Le Toko Be Telo reprend des couleurs. Il était annoncé affaibli sinon divisé depuis quelques semaines après les arrestations et les démêlés judicaires de ses dirigeants, et surtout les controverses par des déclarations et des contre déclarations en son sein quant à la manière de célébrer le cinquantenaire de l’Indépendance
Il vient plutôt d’afficher une autre image. En effet, la coalition regroupant les trois grands clans qui constituent l’ossature de cette association, a manifestement montré sa cohésion pour mettre fin à cette guéguerre, interprétée par les détracteurs comme un profond malaise.

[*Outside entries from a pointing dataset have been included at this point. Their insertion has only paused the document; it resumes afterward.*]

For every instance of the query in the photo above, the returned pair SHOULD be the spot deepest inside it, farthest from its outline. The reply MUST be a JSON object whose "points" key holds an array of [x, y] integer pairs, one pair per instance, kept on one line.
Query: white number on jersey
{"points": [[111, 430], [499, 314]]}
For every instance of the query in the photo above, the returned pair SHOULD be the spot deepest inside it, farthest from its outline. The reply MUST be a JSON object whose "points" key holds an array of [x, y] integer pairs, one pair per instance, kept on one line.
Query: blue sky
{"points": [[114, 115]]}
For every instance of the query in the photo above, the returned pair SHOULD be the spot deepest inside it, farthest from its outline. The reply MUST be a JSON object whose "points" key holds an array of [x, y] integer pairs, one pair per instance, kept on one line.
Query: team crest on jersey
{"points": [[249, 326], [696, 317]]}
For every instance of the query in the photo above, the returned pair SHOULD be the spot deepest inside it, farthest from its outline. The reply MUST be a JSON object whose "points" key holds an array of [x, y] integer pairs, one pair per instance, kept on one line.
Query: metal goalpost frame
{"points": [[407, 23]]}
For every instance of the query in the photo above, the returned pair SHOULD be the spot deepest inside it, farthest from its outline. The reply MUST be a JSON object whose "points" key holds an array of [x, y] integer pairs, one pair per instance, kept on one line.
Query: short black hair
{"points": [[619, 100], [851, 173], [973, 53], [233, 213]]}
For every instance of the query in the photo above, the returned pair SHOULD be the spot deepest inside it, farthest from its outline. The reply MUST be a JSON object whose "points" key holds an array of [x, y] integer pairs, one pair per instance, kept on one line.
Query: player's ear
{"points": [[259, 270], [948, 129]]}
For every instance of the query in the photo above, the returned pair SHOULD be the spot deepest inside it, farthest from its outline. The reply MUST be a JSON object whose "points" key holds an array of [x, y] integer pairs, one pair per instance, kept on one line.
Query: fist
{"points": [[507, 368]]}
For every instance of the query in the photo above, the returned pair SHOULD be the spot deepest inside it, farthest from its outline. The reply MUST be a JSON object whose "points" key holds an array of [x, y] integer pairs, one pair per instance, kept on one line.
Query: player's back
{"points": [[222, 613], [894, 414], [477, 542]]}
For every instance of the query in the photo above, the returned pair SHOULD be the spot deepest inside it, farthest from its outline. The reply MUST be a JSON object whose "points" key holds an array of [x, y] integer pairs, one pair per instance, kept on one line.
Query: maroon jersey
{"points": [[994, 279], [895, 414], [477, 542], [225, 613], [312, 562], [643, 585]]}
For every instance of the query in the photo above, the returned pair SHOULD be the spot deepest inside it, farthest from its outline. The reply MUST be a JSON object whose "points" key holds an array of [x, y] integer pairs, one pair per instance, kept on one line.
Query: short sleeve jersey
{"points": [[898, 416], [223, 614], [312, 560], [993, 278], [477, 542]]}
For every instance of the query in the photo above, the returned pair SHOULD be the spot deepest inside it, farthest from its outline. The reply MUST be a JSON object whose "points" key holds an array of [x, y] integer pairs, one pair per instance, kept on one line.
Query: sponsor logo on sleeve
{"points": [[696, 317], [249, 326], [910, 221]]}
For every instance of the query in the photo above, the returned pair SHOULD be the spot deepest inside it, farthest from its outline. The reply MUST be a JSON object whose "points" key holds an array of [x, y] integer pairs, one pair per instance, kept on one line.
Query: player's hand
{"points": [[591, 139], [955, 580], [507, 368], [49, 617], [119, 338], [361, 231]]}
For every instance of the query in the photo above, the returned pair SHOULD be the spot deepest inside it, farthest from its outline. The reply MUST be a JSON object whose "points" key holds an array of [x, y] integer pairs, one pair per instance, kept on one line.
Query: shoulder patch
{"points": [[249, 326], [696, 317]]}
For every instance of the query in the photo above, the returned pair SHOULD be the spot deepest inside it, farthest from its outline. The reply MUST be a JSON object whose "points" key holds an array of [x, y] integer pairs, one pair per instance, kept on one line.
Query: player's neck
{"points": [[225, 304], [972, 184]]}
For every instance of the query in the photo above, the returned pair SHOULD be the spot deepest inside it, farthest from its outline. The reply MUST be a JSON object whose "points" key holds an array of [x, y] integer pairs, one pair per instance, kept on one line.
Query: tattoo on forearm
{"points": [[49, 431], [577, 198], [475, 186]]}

Mieux, elle était au grand complet, lundi 12 juillet après-midi, dans la grande cour de son siège à Andakoro Sanfily. Les Temilahé dirigés par Milson Zantera, les Temitongoa conduits par Jean Noël Tovonkery, et les Tevondrogne menés par Mandaso Marin Eratra ont pu rassembler à cette occasion plus de 2 000 personnes toutes issues du groupe ethnique Tanalàna
Ressouder les rangs
Dès 8 h du matin, les membres du Toko Be Telo ont convergé vers Andakoro pour assister à cette réunion. Plusieurs ténors du Toko Be Telo étaient aux premières loges.
À part les chefs de clan, des politiciens originaires de la tribu tanalàna étaient également présents, à l’instar de l’ex-député de Toliara Parfait Mana, du leader local de la mouvance Ravalomanana, Sazalahy Tsianihy, et beaucoup d’autres.
Il a été alors beaucoup plus question d’un rendez-vous de grand déballage, où chacun a pu vider ses amertumes. En clair, si la rencontre de lundi est venue à point nommé, c’est parce qu’elle a permis de ramener l’ordre dans la maison et de chasser le démon de la division.
Les débats ont été menés de façon à ne pas évoquer des sujets qui fâchent, comme la position à adopter par l’association face à la conjoncture politique actuelle, ou le débat relatif à l’emprisonnement puis à la relaxation de quelques membres du groupe suite au fameux tract diffamatoire à l’encontre du premier ministre Camille Vital et sa famille.
Même interrogé sur ce sujet, l’ex sénateur Robert Razaka, a affirmé qu’il répondra plus tard à la question. Comme quoi, ils ont évité de mettre le doigt dans la plaie.
Le sujet qui contient le plus de germe de la division est celui relatif à l’association Toko be Telo utilisée à tort ou à raison à des fins politiques.
« Il est incontestable qu’en ouvrant la brèche, l’on risque d’achopper sur des prises de position contradictoires des uns et des autres », a indiqué Elimbiraza Mandridake, un Tanalana de pure souche.
Il travaille depuis des années en France, mais de passage au pays, il relativise sa position.
« Je suis contre toute forme de condamnation et de répression à l’encontre de mes ancêtres tanalàna. En revanche, je dénonce le clientélisme politique exercé par certains au nom du Toko Be Telo », a-t-il martelé.